Les documents d'urbanisme sont également "sans action concrète" pour développer les énergies renouvelables. Même absence de volonté du côté des porteurs de projets d'aménagement (zones d’aménagement concerté / ZAC par exemple), l’initiative étant laissée aux maîtres d'ouvrage ultérieurs successifs (particuliers ou autres). Un attentisme des plans et projets déjà épinglé dans le précédent rapport. Et le bilan n’est guère plus satisfaisant sur le traitement de la thématique "eau". La réflexion en termes d'économie de la ressource et d'équilibre des usages de l'eau y est "encore trop peu développée", y compris compte tenu des incidences du changement climatique. 

Artificialisation : de gros efforts à faire

"Les documents d’urbanisme ne se situent pas vraiment encore dans la trajectoire du ZAN [zéro artficialisation nette] et l’on peut se demander si le point de passage à dix ans, en 2031, où la consommation d’espace doit être divisée par deux par rapport à 2011-2021, sera respecté", s’interroge Philippe Viroulaud. Globalement, il y a aussi un penchant à "surestimer les besoins". Pour les projets d’aménagement, il pointe notamment "une recherche encore insuffisante de formes architecturales et urbaines permettant de réduire les surfaces artificialisées". S’agissant des ZAC, le mot d’ordre est de "reconstruire la ville sur la ville". "Le défaut de cette qualité, c’est qu’il y a dès lors le risque d’aggraver l’exposition de la population aux pollutions, nuisances ou risques", alerte Alby Schmitt. Or, la tendance est de "préaffecter des usages avant d’avoir déterminé les risques qui sont associés au secteur concerné". D’autres projets sont implantés dans des zones agricoles ou naturelles, soulevant cette fois la question de l’artificialisation des sols, des atteintes à la biodiversité et des effets du changement climatique.

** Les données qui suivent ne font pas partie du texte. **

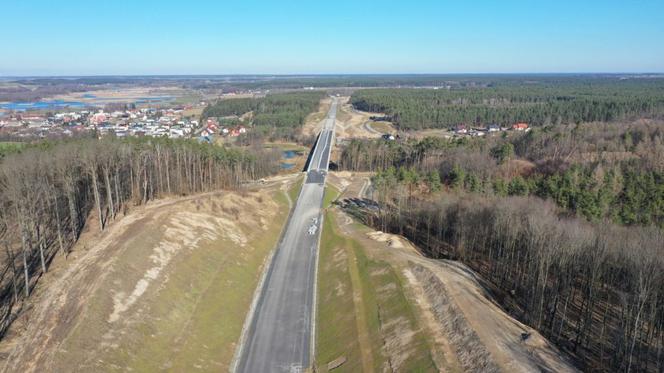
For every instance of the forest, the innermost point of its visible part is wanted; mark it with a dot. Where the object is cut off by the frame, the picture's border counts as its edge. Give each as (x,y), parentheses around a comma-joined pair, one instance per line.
(538,103)
(50,191)
(564,223)
(274,117)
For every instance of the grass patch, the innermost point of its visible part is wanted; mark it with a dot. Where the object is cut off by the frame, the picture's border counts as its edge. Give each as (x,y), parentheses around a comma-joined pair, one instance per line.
(388,303)
(331,194)
(383,328)
(336,333)
(7,147)
(295,189)
(195,319)
(384,127)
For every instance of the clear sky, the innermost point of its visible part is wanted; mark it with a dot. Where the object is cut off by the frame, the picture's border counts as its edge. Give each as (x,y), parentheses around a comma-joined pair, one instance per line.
(93,37)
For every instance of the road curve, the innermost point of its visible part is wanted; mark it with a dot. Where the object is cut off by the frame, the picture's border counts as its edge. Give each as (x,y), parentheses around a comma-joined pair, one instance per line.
(279,334)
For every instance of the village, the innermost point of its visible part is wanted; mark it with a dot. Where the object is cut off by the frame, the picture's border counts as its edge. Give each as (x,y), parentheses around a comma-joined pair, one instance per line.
(175,122)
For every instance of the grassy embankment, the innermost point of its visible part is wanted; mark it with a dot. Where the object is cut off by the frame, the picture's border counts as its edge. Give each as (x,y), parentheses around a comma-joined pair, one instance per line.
(195,319)
(362,308)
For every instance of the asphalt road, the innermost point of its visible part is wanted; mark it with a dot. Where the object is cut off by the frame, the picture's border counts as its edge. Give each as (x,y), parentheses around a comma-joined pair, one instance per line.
(279,337)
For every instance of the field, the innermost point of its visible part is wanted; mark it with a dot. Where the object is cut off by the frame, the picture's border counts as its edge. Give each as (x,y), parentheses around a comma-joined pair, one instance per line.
(167,287)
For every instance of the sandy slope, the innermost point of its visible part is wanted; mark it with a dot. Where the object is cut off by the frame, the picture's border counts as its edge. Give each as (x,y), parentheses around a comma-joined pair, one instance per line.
(466,326)
(166,287)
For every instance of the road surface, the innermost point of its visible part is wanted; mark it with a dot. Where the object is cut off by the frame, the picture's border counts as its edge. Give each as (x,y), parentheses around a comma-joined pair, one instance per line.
(279,336)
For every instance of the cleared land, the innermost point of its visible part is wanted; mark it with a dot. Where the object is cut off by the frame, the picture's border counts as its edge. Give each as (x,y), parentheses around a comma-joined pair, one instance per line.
(352,123)
(411,313)
(365,321)
(165,288)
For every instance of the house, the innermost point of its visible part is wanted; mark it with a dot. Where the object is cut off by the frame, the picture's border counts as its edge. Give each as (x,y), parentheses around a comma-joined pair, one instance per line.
(520,127)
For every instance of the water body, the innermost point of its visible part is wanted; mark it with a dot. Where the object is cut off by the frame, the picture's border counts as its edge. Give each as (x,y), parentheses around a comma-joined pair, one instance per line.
(46,104)
(61,104)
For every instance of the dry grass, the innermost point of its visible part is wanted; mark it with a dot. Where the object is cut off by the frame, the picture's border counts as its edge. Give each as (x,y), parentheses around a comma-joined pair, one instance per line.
(166,287)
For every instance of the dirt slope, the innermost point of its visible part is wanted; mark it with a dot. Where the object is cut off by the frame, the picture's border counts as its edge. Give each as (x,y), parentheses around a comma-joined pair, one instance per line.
(166,287)
(467,330)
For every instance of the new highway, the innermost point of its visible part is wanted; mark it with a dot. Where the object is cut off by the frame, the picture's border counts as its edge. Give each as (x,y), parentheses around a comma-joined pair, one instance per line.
(279,336)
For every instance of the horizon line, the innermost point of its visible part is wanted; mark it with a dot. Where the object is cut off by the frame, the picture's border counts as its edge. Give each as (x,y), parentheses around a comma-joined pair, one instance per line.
(103,75)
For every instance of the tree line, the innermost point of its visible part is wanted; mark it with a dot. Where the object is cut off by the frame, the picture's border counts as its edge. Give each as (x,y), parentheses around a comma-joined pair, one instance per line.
(538,104)
(616,175)
(50,191)
(594,289)
(275,116)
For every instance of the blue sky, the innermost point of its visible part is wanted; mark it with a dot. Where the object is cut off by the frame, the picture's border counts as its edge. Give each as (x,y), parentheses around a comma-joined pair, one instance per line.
(50,37)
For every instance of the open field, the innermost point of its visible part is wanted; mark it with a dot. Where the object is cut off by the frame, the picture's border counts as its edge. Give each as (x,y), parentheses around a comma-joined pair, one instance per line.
(166,287)
(352,123)
(381,332)
(314,122)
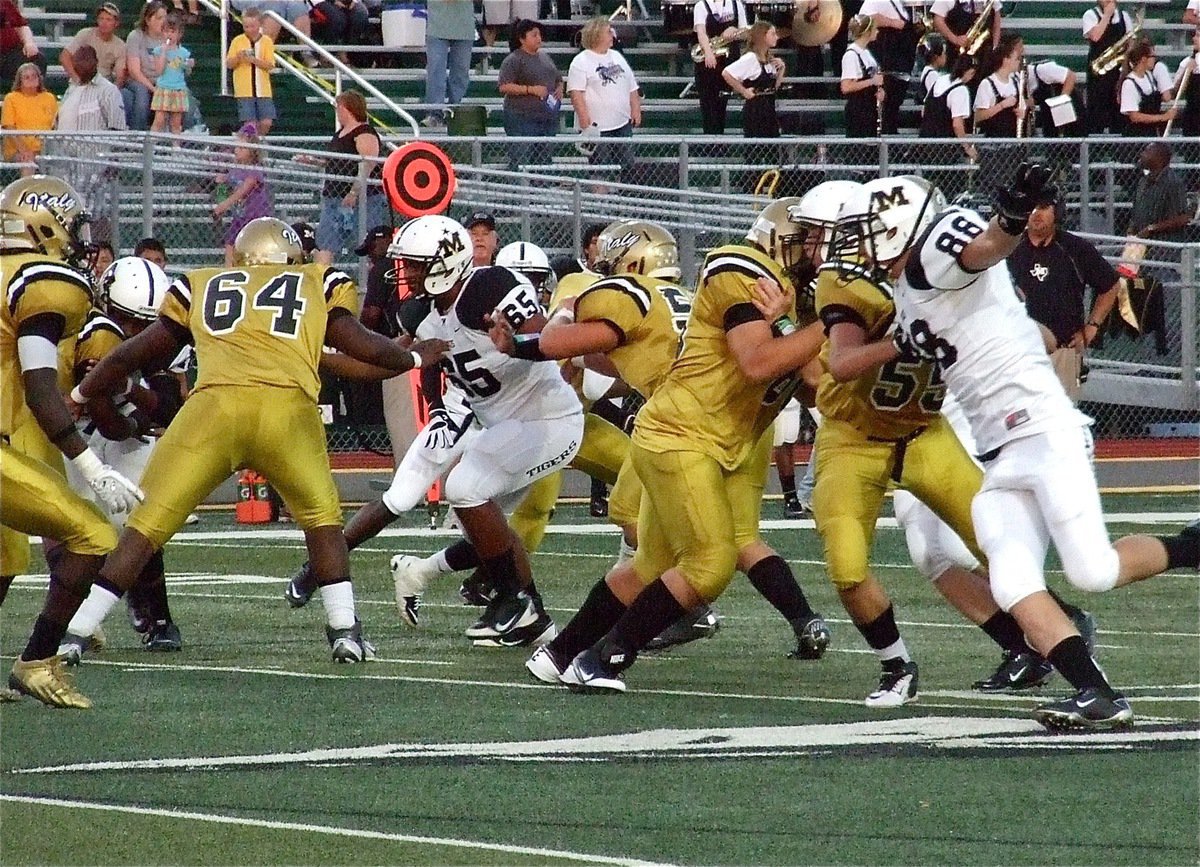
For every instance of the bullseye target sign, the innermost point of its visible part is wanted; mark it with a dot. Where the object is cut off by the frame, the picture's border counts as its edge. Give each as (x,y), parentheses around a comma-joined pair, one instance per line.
(419,179)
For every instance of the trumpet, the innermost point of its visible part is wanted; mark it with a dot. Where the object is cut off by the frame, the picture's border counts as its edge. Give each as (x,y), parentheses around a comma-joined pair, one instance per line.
(1114,54)
(720,46)
(979,31)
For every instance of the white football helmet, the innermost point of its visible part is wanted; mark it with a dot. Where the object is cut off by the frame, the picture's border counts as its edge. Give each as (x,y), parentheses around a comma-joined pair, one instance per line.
(885,216)
(528,259)
(817,213)
(435,252)
(133,287)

Les projets routiers, objet d’un zoom du rapport, sont loin d’être des élèves modèles. L’Ae soulève un sujet moins pris en compte, celui de "l’urbanisation diffuse" du fait de déplacements facilités vers les métropoles. La liaison autoroutière Castres-Toulouse (LACT) est "malheureusement exemplaire à ce titre", note Alby Schmitt. "Sa réalisation entraînera à elle seule une importante artificialisation, de l’ordre de 600 hectares, et devrait renforcer l’évolution tendancielle de l’urbanisation déjà constatée dans ces territoires", souligne-t-il. Quelques lueurs d’espoir émaillent toutefois le rapport, qui porte un message plus optimiste : "l’artificialisation sans limites n’est pas une fatalité". De nombreux exemples d’aménagements routiers montrent ainsi "qu’il est possible de la contenir par la réutilisation d’anciennes infrastructures, une meilleure maîtrise de l’urbanisation dans ces secteurs, la réduction du nombre d’échangeurs sur les autoroutes". "On trouve aujourd’hui des projets avec une désartificialisation nette positive grâce à la déconstruction d’ouvrages et de routes", relève Alby Schmitt. 

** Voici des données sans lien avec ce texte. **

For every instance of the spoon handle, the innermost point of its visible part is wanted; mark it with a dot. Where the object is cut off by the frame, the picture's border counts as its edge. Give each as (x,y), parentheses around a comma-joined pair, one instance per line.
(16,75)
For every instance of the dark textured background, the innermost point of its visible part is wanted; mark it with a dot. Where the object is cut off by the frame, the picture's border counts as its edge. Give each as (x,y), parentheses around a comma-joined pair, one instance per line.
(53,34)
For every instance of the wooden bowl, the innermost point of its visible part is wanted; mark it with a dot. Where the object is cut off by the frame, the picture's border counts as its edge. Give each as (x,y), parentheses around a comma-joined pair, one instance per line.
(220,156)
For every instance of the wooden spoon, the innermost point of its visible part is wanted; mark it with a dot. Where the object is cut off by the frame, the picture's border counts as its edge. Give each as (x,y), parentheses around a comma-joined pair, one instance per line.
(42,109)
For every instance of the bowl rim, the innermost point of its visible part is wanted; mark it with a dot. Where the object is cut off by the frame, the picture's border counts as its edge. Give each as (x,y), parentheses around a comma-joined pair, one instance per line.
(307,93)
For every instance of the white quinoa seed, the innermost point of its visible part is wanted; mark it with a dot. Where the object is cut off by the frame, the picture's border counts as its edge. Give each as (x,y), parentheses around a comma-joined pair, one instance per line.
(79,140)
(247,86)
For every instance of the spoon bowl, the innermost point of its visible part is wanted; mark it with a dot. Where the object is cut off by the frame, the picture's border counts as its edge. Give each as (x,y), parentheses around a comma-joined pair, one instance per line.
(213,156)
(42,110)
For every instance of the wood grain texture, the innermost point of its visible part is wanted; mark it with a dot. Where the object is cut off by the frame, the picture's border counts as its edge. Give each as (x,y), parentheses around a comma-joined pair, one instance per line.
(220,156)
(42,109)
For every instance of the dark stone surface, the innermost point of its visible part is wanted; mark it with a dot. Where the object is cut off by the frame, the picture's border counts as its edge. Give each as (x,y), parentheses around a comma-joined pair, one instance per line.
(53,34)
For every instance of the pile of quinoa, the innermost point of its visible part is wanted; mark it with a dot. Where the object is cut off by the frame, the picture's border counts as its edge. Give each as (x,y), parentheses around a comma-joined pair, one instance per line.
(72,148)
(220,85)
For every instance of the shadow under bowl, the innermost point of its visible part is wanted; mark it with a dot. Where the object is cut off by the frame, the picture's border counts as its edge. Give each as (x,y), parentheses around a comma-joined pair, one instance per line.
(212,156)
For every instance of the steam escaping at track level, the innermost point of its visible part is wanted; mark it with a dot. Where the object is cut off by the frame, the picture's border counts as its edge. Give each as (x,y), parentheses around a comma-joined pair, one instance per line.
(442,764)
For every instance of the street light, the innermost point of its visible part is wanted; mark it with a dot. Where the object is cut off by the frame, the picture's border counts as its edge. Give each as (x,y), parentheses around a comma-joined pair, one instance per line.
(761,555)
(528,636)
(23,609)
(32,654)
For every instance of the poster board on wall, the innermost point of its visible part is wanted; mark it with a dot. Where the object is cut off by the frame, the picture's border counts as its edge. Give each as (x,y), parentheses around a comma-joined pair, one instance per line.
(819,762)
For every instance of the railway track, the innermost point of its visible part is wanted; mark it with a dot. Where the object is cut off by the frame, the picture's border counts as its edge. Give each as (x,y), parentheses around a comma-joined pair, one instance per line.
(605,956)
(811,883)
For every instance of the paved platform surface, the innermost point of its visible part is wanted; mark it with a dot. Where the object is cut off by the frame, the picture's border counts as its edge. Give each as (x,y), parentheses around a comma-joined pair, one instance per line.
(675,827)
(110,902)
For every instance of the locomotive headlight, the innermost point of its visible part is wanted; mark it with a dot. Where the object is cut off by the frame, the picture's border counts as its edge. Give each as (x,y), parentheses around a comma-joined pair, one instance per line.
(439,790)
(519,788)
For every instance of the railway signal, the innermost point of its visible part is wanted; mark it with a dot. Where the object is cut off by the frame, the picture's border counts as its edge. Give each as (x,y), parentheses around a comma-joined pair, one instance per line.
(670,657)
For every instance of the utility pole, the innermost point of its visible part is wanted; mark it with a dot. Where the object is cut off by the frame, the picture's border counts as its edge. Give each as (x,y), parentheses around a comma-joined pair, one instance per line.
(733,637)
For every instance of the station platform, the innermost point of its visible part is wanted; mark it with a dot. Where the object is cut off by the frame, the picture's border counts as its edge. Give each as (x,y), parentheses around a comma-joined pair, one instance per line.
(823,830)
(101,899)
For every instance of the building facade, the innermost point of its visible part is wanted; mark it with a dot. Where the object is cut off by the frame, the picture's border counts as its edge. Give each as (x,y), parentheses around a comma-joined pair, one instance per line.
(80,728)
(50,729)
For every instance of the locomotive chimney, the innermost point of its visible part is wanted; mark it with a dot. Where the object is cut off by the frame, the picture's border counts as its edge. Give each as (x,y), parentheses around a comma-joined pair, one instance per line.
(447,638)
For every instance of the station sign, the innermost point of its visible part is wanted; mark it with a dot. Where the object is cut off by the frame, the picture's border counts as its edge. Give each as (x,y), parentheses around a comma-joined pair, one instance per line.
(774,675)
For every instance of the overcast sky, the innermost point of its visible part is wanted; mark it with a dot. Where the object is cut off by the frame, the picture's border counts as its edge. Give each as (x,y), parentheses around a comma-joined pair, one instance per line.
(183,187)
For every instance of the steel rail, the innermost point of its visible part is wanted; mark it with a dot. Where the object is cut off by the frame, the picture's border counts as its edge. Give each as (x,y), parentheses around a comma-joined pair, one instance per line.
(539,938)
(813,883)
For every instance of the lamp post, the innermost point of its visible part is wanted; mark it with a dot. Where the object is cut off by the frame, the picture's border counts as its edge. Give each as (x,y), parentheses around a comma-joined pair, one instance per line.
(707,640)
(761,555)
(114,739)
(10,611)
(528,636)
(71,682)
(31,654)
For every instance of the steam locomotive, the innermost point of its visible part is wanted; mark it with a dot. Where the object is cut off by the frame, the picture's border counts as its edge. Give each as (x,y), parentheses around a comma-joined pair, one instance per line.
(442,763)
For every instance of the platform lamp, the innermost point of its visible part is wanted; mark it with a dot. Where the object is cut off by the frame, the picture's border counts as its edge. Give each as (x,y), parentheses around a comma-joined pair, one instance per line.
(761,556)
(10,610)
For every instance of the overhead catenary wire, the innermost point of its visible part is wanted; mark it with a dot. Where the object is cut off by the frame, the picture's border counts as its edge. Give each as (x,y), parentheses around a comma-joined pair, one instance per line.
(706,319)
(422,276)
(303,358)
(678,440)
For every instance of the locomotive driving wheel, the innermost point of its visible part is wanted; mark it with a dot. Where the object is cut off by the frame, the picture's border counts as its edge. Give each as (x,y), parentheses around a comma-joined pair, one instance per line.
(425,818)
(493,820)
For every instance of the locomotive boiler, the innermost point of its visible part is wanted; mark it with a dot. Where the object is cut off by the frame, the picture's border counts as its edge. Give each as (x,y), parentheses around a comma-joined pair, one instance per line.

Sous le vernis de la transition énergétique

Dans un dernier focus, l’Ae s’attarde sur les premiers grands projets de la transition énergétique : agrivoltaïsme, Gigafactory Renault à Douai, développement du fret fluvial au port du Havre, canal Seine-Nord Europe. Quel coût environnemental pour quel bénéfice?, s’interroge le rapport, qui questionne entre autres la compatibilité entre la mobilisation de surfaces importantes par l’agrivoltaïsme, les usages agricoles et la protection de la biodiversité, le bilan environnemental du véhicule électrique en analyse du cycle de vie ou la capacité des projets fluviaux à générer des transferts massifs entre route et fluvial. "On ne peut pas considérer tous ces projets comme positifs simplement parce qu’ils sont estampillés ‘projets de la transition énergétique’", estime Alby Schmitt, car "comme pour les autres projets leurs impacts doivent être étudiés en profondeur pour les éviter, les réduire ou les compenser tout en recherchant à maximiser leur externalités positives".